Teams will be challenged to balance incoming freshmen arriving on campus this fall with keeping their contributing seniors, meaning the amount of players on each team likely will increase. That could lead to difficult conversations about where to award scholarships and about which players will be asked to forgo their extra year of eligibility. A sophomore who hasn’t competed much may be asked to move right into his junior year of play so the program doesn’t eat its young – if every player was awarded the extra year, future recruiting classes could be extremely limited and scholarships may not be available for them.
Conrad Ray, the men’s head coach at Stanford University, said he wholeheartedly agrees with the decision to offer extra eligibility but understands the challenges that await. His Cardinal team currently has four seniors and all of them will be returning, but only one of them is on scholarship.
Ray contends that the most difficult part of the equation will be how four-year scholarships are awarded.
“If I have a freshman who is a really great player and he is on a four-year deal and he wants to play five years, suddenly as a coach you are trying to figure out whether that kid changes his academic program or if the scholarship stays the same and you divide it over five years,” Ray said. “The returning senior eligibility piece is pretty cut-and-dried to me. The stickier wicket is the underclassmen.”
“(The NCAA) is making decisions when we don’t really know what the future looks like, so that part of it is a little scary. There’s so many little intricacies that are going to come into play."
At the University of Florida, men’s coach JC Deacon isn’t overly worried about his own program for the short-term but does admit it will be tricky navigating eligibility questions in the future. The Gators have one senior, Blake Dyer, who had given everything to the program across five years and has decided not to come back no matter the circumstances.
“(The NCAA) is making decisions when we don’t really know what the future looks like, so that part of it is a little scary,” Deacon said. “There’s so many little intricacies that are going to come into play.
“When we sit down with guys to see if they want the additional year, there’s going to have to be a mutual understanding there. Can we fit them? We have a bigger team than we’ve ever had right now, so it’s going to be difficult.”
Deacon’s prediction is that, if college golf can return to normal next season, many seniors will be enticed by the potential of securing professional status through the PGA Tour University program. According to reports, the top five college seniors will be granted status on the Korn Ferry Tour while others will earn varying degrees of status on the Mackenzie Tour, PGA Tour Latinoamérica and PGA Tour China.
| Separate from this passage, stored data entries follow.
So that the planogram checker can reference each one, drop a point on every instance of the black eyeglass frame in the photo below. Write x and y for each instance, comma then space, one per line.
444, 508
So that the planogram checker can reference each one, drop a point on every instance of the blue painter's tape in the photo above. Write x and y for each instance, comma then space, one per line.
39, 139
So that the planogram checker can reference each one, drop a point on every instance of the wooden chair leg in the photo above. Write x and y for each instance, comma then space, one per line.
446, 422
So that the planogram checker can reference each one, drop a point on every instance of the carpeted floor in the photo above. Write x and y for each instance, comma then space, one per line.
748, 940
“That’s definitely going to affect a lot of people,” Deacon said. “It’s a huge carrot being dangled out there.”
A couple of hours south in Tampa, Steve Bradley is also preparing to manage his University of South Florida Bulls through the uncertainty of roster growth and scholarship decisions.
Unlike with Deacon’s team, Bradley has one senior who is likely to return to campus for a final year in an effort to gain experience and potentially gain status on a pro tour for 2021. As is the case at many schools, USF’s administration limits how many players can be on the team – that number is normally nine but there will be 10 players on the Bulls this fall.
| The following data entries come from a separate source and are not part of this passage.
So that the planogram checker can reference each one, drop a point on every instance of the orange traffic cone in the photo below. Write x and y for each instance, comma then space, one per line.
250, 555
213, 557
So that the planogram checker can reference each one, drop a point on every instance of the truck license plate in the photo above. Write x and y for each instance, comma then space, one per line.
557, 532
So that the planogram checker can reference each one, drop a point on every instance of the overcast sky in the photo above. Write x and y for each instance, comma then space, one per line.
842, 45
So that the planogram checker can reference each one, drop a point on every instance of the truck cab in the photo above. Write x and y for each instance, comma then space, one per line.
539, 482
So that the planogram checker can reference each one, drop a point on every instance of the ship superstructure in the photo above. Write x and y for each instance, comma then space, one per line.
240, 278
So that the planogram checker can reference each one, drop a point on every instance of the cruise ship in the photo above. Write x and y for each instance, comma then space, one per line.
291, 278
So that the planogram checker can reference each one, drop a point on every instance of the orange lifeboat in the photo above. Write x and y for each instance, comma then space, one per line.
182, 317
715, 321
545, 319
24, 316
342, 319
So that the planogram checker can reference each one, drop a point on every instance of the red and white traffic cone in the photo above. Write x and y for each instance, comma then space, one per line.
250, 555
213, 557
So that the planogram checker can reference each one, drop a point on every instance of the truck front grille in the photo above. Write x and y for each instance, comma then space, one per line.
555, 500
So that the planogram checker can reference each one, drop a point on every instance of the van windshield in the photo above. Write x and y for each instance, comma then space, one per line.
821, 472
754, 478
“The expectation is that we will get back down to nine within the next year,” Bradley said. “We might need to make some tough decisions to get down to nine players. It’s going to be challenging for a lot of programs.
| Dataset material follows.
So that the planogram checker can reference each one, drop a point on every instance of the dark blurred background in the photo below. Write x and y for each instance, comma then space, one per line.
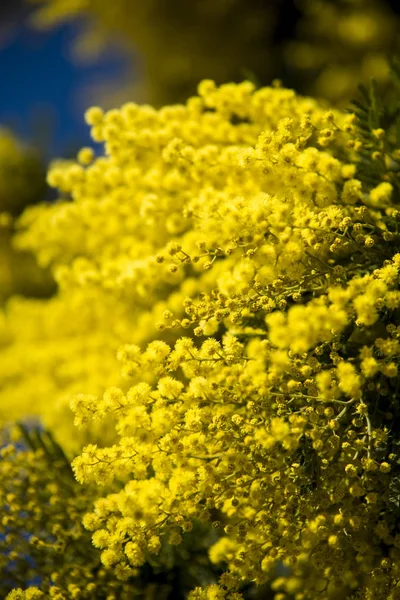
43, 92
“If you had three seniors and two of them were starters and one wasn’t, you would want those two starters back, but do you want the other one? They may want to come back to improve their game, but the coach may not want them to.”
There are too many unknowns at the moment to make sweeping statements, but coaches will have a ton to sort through in the coming months.
How it all shakes out could leave an indelible impact on college golf for many years.